On the national level he played for Germany national team (44 matches/1 goal), and was a participant at the 1938 FIFA World Cup.

Kupfer was one of two FC Schweinfurt 05 players featured in the Breslau Elf that beat Denmark 8:0 in Breslau in 1937 and went on to win 10 out 11 games played during that year. 'Anderl' Kupfer was one of the best half backs in the history of German football and is the only player to have played Germany's last international game before the end of World War II (played in 1942) and the first one after the war (in 1950). Kupfer became famous in German football as a left-footed right half and together with his Schweinfurt club colleague Albin Kitzinger formed the best half back duo in German football. Playing between the two-halves was center half Ludwig Goldbrunner and this trio was considered the best assembly of halves during the time Germany played the 2-3-5 system.

Kupfer was a player that fascinated the crowds with his elegant ways of playing. He was a master of kicking the ball with just moving his ankle joint. In 1938 he was called up to play for the Europe XI against England at Highbury Stadium on the occasion of the 75th anniversary of the Football Association. He finished his active career in 1954 after having played in over 650 games for 1. FC Schweinfurt 05.

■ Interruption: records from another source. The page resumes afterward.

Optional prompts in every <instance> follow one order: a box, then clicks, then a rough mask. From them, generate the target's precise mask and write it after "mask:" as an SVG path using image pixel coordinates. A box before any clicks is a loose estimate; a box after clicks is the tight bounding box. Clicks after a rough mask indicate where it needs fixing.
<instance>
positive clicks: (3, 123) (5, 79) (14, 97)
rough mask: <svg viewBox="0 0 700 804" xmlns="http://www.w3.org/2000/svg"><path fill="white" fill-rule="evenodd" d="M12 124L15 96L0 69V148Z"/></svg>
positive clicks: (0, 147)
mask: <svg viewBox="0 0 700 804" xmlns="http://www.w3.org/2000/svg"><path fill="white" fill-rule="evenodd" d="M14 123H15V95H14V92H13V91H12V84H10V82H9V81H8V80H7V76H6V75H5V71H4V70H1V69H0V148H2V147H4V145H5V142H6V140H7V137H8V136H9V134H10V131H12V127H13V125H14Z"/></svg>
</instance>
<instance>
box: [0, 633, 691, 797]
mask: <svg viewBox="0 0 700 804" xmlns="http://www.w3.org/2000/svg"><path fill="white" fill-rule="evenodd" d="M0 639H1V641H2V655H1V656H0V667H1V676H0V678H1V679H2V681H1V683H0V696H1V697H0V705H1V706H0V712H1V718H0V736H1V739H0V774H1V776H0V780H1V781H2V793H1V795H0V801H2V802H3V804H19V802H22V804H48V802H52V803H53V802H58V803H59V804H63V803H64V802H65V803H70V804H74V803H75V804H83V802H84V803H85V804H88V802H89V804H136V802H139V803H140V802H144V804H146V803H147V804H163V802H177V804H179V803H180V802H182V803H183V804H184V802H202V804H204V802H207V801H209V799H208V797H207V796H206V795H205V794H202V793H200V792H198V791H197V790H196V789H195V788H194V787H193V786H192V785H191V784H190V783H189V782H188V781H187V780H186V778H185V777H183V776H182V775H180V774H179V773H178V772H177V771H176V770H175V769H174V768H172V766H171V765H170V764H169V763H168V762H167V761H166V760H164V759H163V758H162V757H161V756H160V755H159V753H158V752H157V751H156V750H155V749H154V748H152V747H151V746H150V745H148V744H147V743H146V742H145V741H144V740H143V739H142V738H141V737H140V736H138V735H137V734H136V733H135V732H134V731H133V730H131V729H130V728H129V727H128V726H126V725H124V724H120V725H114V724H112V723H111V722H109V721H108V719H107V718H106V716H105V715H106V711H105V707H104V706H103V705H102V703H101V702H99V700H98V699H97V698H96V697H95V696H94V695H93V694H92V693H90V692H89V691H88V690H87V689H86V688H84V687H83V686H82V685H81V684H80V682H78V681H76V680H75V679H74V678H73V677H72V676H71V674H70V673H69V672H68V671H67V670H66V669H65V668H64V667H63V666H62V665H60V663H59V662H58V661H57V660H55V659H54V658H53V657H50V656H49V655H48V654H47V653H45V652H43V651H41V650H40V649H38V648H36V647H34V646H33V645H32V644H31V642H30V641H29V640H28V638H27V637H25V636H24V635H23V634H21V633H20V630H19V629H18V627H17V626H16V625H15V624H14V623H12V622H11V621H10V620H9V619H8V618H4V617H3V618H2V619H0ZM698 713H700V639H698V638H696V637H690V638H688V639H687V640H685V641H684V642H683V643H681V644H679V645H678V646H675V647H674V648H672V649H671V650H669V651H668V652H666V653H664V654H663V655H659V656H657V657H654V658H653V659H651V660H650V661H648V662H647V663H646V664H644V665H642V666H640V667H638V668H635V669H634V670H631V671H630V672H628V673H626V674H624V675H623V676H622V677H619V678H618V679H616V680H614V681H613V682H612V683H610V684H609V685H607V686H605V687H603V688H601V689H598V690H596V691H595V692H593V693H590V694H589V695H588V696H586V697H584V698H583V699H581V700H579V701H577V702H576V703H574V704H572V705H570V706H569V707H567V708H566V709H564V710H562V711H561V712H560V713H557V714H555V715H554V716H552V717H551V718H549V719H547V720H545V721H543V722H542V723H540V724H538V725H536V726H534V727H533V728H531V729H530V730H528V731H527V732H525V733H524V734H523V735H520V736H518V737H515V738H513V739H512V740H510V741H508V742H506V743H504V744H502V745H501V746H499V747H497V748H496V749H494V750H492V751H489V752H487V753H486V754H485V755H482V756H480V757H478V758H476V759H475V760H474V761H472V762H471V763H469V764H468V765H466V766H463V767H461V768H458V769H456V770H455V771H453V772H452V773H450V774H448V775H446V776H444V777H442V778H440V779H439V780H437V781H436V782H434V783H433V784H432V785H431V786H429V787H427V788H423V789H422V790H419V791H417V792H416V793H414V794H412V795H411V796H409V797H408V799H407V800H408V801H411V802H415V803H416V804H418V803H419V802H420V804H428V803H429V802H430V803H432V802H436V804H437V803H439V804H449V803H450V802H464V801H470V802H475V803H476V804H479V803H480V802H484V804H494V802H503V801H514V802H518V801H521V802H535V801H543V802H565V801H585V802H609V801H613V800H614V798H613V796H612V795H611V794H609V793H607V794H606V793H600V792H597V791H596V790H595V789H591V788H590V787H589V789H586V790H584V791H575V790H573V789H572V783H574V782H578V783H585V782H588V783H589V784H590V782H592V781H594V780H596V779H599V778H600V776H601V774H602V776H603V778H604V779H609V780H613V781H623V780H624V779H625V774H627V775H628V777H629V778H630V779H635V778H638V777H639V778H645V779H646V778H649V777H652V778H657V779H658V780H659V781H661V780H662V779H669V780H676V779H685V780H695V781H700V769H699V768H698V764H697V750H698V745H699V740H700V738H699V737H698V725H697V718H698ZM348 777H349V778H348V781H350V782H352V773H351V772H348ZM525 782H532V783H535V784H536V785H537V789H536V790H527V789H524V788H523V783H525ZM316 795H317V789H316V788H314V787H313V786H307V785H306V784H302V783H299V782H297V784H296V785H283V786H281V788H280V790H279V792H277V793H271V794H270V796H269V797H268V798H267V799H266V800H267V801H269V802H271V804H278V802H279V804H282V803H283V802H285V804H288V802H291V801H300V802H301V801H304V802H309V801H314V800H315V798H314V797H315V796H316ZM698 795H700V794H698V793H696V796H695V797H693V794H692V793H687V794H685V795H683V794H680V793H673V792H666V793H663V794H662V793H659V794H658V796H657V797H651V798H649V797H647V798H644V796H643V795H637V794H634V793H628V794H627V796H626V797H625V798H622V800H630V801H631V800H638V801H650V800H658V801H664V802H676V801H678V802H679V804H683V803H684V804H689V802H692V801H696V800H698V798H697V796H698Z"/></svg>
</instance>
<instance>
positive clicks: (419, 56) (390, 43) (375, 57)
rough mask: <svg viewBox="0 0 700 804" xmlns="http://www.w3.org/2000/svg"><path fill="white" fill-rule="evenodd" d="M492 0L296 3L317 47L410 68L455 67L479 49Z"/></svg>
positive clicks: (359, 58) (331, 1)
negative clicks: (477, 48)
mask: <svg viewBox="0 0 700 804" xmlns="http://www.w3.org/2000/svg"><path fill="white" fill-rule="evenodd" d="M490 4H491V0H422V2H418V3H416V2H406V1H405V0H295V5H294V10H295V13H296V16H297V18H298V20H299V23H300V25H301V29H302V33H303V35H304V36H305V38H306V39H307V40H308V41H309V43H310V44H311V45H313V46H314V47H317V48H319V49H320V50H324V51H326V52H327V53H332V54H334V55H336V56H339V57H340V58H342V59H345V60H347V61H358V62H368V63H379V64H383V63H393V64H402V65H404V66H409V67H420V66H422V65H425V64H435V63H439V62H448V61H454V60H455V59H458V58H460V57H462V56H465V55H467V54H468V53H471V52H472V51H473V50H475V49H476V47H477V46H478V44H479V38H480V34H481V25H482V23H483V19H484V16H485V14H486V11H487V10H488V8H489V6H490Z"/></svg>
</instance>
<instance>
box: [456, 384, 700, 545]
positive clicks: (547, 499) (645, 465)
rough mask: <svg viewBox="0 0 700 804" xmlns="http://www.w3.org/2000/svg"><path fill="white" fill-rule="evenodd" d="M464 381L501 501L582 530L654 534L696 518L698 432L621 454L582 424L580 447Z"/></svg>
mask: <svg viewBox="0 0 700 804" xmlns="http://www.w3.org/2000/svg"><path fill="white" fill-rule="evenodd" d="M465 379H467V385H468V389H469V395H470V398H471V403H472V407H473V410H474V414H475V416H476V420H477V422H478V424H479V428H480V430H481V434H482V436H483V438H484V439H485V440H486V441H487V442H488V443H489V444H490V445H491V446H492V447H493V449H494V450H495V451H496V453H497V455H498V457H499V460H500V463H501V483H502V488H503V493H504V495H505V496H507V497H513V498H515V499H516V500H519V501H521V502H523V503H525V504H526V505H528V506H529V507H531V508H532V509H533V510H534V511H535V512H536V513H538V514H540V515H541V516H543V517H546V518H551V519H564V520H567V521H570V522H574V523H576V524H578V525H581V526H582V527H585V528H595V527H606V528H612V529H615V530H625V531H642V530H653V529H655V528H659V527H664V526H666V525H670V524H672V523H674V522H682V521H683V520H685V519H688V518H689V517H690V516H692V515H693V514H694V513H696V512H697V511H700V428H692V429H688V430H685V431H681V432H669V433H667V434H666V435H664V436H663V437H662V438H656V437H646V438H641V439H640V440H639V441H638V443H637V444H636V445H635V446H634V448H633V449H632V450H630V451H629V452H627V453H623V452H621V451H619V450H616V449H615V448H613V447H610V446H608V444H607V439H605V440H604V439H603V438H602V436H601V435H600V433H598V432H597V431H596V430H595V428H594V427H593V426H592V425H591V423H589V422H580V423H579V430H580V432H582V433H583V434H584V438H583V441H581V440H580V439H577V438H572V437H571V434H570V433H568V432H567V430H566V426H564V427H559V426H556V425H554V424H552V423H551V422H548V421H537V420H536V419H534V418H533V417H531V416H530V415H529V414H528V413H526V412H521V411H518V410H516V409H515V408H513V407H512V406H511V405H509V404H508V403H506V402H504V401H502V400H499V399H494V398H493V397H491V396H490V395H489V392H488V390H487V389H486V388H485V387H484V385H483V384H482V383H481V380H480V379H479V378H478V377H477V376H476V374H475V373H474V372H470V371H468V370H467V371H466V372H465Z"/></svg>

In his 1978 book Fussball, Helmut Schön characterised Kupfer as follows:

"As an outside half he was a player who certainly would be a regular in our midfield today. I would have been glad if we could have had a player like him in our ranks in Argentina. When he played behind me, with his hardness, deftness and pace, I felt absolutely safe upfront. Kupfer's left foot was stronger than his right; when he moved with the ball from the right side to the center, he played diagonal passes with his left foot towards the right wing, which tore apart the defense. An exceptionally gifted player."

Kupfer was the last member of the Breslau Elf to die, in 2001.

== Honours ==

=== Club ===
- Gauliga Bayern
  - Champion: (2) 1938–39, 1941–42
  - Runner-up: (2) 1936–37, 1942–43
- Tschammerpokal
  - Semi-finalist: 1936

=== Individual ===
- Europe XI: 1938

== Trivia ==
Alongside with Sepp Herberger and Fritz Walter, in 1942 Kupfer acted in the Robert A. Stemmle sports film The Big Game, starring René Deltgen, Gustav Knuth, and Heinz Engelmann.